Refactoring Mercilessly

Published 5/16/2006

Lately I'm getting a fair amount of email from developers complaining that proponents of agile methods are ruining their code. Refactoring is generally seen as the root of too much evil by these correspondents. A team member sees code that can be improved so they furiously rewrite a function or a method, invariably breaking something else. Since programmers generally believe that all code written by other people is crap, the refactoring frenzy can consume vast amounts of time and inject tons of defects.

To refactor means we simplify the code without changing its external behavior. We're not adding functionality or fixing bugs; we're improving the maintainability, structure, or organization of the code to make it simpler or clearer.

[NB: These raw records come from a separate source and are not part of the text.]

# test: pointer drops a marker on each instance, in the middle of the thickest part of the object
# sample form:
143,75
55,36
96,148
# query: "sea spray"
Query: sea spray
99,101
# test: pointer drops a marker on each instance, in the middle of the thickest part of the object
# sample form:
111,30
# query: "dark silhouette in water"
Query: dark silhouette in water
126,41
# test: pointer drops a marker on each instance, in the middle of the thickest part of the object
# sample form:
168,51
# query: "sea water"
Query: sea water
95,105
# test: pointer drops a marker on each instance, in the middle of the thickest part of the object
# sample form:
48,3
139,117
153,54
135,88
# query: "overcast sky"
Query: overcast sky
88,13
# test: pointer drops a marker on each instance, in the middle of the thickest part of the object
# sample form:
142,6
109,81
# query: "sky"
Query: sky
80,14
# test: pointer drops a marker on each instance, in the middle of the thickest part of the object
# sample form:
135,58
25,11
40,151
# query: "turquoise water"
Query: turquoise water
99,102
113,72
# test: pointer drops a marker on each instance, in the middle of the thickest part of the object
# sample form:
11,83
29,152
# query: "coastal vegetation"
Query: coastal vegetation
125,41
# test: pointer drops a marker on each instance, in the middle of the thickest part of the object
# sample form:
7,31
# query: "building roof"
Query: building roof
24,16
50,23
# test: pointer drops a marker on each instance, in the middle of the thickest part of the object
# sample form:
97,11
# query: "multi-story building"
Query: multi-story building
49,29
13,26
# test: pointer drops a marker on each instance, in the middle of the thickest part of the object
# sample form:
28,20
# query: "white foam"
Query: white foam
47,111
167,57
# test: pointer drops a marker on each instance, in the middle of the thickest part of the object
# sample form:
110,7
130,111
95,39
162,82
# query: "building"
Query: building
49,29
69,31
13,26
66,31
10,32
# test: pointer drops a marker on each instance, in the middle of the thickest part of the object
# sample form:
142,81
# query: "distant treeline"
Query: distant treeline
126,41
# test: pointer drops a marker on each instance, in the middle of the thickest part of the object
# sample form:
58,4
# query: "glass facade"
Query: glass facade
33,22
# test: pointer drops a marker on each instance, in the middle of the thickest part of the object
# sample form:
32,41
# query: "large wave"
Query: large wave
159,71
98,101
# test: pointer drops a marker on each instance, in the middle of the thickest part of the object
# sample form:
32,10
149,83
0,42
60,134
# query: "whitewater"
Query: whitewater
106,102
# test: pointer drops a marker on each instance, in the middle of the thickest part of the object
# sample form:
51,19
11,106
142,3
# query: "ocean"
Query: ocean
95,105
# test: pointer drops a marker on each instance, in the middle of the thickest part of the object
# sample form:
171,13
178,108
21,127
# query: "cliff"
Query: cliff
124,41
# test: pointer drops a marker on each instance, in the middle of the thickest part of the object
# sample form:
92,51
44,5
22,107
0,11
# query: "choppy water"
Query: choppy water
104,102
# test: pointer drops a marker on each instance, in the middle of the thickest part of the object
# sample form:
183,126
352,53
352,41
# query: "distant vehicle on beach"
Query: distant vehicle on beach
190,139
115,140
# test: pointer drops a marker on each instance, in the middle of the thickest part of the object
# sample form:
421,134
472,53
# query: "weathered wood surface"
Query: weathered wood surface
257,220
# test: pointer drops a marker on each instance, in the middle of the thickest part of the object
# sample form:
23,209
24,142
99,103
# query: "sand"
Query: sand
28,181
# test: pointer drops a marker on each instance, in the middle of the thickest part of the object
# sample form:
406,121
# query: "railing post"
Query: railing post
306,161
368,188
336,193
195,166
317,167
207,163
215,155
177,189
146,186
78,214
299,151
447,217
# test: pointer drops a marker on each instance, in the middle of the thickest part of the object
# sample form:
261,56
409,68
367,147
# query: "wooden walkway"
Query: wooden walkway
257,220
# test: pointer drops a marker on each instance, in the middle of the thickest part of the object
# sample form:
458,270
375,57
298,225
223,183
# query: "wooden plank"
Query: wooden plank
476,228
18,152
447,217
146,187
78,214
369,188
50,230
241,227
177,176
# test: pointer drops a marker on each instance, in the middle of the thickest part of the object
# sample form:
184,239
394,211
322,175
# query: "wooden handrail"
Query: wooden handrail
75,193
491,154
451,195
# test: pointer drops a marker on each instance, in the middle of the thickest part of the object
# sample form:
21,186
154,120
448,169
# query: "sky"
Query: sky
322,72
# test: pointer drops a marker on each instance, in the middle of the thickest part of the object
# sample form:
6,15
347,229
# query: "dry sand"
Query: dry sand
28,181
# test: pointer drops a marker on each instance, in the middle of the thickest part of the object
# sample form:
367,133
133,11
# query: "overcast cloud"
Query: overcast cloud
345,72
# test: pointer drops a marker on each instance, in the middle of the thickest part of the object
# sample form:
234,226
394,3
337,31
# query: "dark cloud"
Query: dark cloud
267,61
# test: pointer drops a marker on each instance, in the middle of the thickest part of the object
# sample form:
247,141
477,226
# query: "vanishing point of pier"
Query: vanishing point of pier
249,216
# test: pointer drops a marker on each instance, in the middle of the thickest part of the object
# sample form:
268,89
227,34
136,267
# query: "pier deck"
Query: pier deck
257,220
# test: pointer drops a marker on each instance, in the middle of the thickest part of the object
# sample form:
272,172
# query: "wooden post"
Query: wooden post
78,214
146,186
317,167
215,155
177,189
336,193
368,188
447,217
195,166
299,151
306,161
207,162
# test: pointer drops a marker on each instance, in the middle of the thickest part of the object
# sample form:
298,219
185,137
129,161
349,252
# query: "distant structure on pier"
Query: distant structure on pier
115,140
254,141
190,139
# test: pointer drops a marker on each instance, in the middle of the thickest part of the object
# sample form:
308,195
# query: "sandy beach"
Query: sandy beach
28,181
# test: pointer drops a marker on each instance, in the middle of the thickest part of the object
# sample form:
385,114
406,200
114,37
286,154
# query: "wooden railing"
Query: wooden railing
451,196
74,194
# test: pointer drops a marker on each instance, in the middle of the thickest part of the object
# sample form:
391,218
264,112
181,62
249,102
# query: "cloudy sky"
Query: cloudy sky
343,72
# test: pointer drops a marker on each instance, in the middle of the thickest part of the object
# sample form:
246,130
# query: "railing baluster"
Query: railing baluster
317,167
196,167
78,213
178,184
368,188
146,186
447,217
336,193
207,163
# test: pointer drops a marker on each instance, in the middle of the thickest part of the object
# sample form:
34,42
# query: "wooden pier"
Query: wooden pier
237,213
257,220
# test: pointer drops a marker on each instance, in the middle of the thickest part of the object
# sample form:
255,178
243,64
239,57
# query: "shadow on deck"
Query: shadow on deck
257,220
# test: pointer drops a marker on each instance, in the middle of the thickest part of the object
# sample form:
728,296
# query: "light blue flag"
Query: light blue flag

eXtreme Programmers refactor mercilessly (http://c2.com/cgi/wiki?RefactorMercilessly), cleaning the code up on a continual basis. Since XPers evolve their programs, refactoring is a critical step in insuring the code's integrity. Today's brilliant idea might look pretty dumb tomorrow.

I think XP's approach to refactoring is very wise. In his 1981 book Software Engineering Economics Barry Boehm demonstrated that most of our code is actually pretty decent, but defects cluster in a small percentage of the functions. He showed that these lousy routines consume four times more engineering effort than the better-behaved ones. That academic result matches my real-life experience: when there's a function that everyone is afraid to edit, or that only Joe dares touch because it's so fragile, that routine needs to be fixed. We often try to beat the thing into submission, but that's like Sisyphus rolling his rock up the hill. That code must be refactored.

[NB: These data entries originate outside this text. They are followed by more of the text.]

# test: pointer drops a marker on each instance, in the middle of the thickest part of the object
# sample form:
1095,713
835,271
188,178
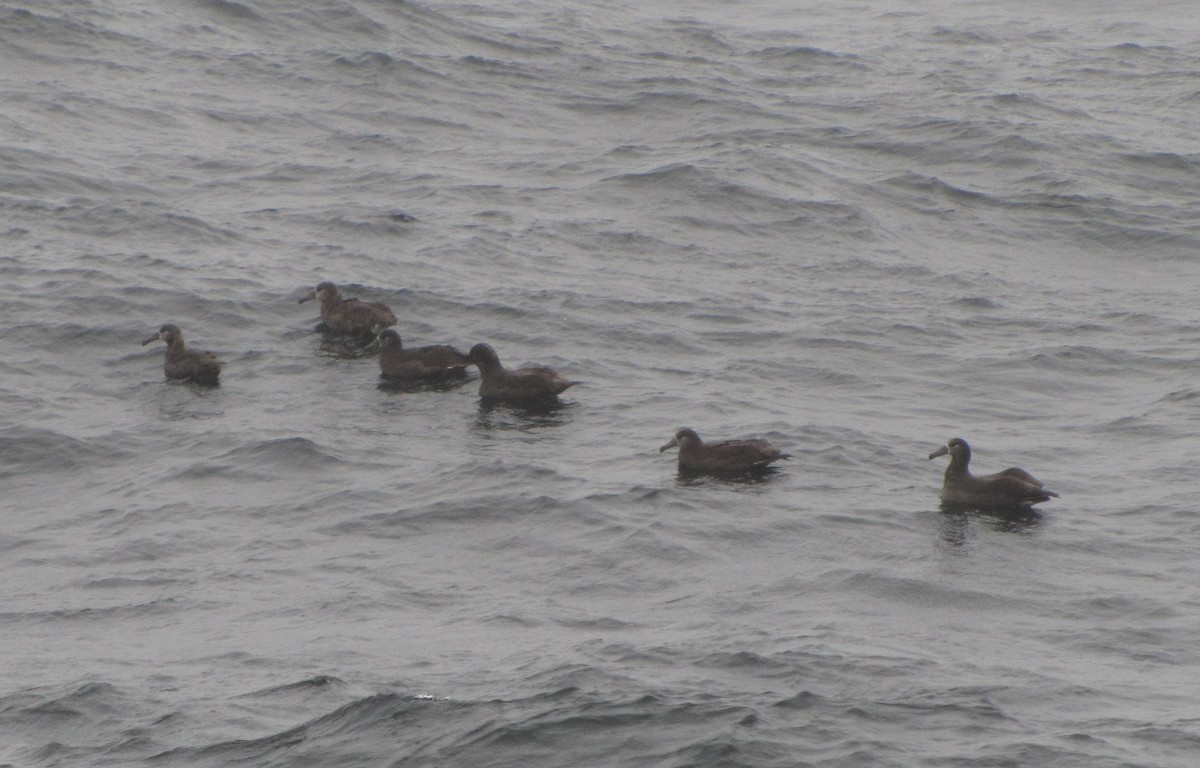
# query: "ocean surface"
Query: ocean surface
855,229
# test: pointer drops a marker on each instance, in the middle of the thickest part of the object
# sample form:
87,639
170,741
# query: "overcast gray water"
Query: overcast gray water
857,231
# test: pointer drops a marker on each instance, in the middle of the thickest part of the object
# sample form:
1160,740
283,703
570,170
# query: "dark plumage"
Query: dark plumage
725,457
433,363
183,365
521,385
349,316
1012,489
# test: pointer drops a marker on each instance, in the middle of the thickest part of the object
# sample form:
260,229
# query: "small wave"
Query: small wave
288,455
24,449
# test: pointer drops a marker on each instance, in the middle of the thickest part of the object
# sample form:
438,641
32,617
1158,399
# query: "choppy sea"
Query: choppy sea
856,229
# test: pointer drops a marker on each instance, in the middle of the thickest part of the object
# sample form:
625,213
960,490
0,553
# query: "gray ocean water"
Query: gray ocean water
856,229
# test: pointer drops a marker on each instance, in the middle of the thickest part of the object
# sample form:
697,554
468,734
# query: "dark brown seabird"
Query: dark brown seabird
183,365
1011,489
497,383
349,316
724,457
433,363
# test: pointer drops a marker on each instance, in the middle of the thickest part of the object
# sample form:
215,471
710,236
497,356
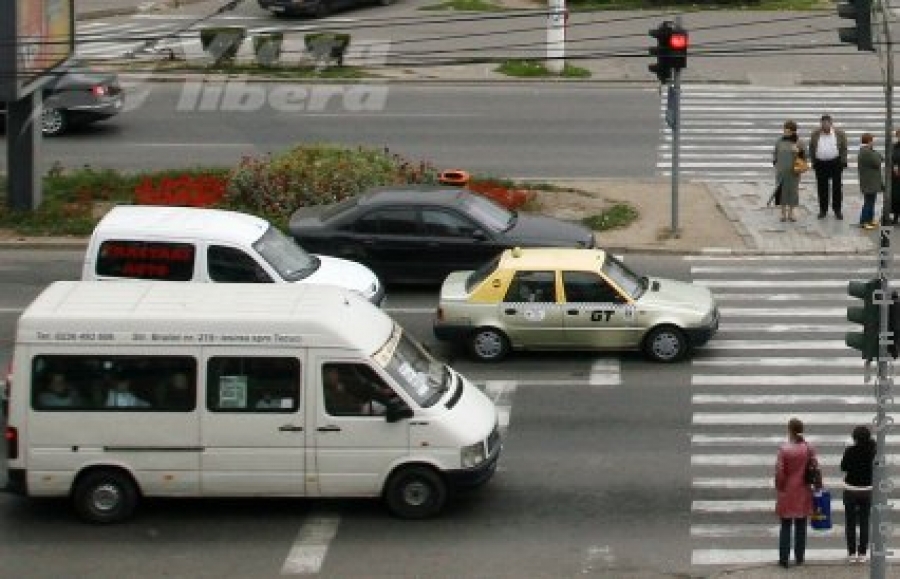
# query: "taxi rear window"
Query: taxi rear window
480,274
146,260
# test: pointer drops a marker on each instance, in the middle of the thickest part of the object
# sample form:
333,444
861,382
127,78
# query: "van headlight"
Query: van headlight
473,455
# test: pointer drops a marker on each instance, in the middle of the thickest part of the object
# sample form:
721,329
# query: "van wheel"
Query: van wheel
415,492
105,496
488,344
666,344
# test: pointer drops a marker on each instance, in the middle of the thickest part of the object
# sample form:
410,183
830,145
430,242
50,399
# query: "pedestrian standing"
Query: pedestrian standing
895,179
828,154
871,182
794,502
857,462
787,149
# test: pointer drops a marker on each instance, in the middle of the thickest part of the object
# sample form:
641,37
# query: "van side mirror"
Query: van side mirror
397,411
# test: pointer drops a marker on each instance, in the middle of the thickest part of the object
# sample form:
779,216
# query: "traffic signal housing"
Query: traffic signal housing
859,35
867,315
670,50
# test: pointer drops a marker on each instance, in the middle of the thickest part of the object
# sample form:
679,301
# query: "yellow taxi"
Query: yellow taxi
571,299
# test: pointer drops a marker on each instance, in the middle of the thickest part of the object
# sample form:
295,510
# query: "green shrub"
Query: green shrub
222,42
275,186
267,48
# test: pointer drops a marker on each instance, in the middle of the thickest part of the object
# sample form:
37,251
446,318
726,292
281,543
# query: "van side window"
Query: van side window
247,384
114,383
354,390
146,260
230,265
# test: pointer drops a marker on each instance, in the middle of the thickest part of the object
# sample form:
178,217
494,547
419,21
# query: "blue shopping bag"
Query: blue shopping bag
821,517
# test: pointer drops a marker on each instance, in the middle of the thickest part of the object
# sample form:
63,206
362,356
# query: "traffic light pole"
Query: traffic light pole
882,486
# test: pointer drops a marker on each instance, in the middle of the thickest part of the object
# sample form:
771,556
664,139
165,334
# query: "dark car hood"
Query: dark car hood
537,230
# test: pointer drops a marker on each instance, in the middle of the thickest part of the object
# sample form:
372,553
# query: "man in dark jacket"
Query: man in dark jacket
828,153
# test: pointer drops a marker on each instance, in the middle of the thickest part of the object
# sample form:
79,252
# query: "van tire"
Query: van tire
105,496
488,344
415,492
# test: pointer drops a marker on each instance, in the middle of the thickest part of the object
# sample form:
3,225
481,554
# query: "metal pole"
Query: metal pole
676,131
881,482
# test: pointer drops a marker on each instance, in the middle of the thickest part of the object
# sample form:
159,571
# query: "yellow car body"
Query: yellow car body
571,299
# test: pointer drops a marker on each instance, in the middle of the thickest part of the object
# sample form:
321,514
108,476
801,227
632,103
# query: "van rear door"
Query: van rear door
253,430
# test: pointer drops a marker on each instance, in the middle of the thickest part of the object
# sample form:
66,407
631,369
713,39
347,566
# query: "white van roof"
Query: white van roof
170,313
157,221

Boehm showed it actually saves money to identify these buggy functions and take action early.

But refactoring is guaranteed to break things. if done incorrectly. The XP folks correctly link it to other practices. One of those is test. In XP one constructs tests before writing or in parallel with writing the actual code. Those tests must be comprehensive, must run quickly, and must be automated. Change something and run the test to prove nothing broke. Extreme tests make refactoring safe.

Automated tests are tough to implement in an embedded system when someone must watch LCDs or press buttons. One option is to write simulations of those devices, either from scratch or by using a framework (e.g., http://www.agilerules.com/projects/catsrunner/index.phtml). Another is to debug completely in a virtual environment (e.g., http://virtuatech.com/).

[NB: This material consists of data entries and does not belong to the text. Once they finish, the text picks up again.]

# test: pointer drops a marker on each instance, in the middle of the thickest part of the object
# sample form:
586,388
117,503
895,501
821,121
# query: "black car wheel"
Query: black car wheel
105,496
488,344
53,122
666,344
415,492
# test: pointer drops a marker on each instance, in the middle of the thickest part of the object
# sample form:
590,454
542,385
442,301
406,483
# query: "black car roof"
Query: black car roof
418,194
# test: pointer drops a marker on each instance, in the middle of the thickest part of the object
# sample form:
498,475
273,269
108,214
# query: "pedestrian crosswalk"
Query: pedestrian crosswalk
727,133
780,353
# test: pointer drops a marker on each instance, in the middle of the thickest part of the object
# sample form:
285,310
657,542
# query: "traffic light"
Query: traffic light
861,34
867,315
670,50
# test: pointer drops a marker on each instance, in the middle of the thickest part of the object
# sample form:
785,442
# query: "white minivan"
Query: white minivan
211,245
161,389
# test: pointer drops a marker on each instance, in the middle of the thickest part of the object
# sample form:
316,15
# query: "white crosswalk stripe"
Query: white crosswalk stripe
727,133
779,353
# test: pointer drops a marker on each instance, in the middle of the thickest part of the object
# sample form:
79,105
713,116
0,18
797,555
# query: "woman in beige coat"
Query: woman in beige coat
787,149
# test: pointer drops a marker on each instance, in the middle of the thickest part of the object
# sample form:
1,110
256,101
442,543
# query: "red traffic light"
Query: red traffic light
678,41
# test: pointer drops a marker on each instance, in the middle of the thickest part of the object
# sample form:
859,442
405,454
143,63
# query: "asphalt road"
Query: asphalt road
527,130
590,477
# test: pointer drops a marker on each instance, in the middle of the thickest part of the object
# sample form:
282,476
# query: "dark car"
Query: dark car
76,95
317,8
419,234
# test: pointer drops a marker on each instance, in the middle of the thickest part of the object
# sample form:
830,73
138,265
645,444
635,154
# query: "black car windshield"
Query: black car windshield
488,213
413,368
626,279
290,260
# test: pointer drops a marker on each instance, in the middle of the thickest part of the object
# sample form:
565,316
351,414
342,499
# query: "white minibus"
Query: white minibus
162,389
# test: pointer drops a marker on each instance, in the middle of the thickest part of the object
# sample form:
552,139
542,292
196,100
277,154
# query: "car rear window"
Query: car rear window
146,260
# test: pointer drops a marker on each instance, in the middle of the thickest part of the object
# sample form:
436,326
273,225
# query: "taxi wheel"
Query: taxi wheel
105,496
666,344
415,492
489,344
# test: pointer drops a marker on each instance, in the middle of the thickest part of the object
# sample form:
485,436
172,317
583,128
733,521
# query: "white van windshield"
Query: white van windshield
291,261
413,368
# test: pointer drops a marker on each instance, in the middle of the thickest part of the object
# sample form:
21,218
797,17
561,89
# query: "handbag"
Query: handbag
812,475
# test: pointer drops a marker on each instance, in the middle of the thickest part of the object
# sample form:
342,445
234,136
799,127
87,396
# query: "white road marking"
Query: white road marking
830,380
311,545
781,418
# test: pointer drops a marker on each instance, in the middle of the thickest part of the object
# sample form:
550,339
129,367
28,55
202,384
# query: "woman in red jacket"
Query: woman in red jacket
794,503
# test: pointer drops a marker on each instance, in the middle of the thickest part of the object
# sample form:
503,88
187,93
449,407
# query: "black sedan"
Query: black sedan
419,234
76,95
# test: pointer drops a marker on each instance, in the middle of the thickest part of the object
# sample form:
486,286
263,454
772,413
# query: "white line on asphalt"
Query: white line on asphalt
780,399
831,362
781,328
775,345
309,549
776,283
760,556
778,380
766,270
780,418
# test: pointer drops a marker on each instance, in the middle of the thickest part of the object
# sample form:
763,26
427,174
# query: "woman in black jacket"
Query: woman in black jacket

Refactoring is also always done in small steps. A big rewrite tends to introduce many bugs. Clean something up, test it, and move on.

But refactoring without a rock-solid test platform invites catastrophe.

So my advice is mixed. Measure bug rates and refactor routines that repeatedly cause problems - you'll save money. But if your tests are weak refactor warily. On some systems refactoring is a Bad Idea in general, since regulatory requirements may mandate hugely expensive re-verifications of the product.

I think the real issue is testing. A great series of tests opens a world of software development options and risk-taking. But today the technology available for testing embedded apps, and our discipline in focusing on test in the real or simulated world, lags that in the IT business.

What's your view? Do you refactor mercilessly? If so, how do you ensure the changes don't break something?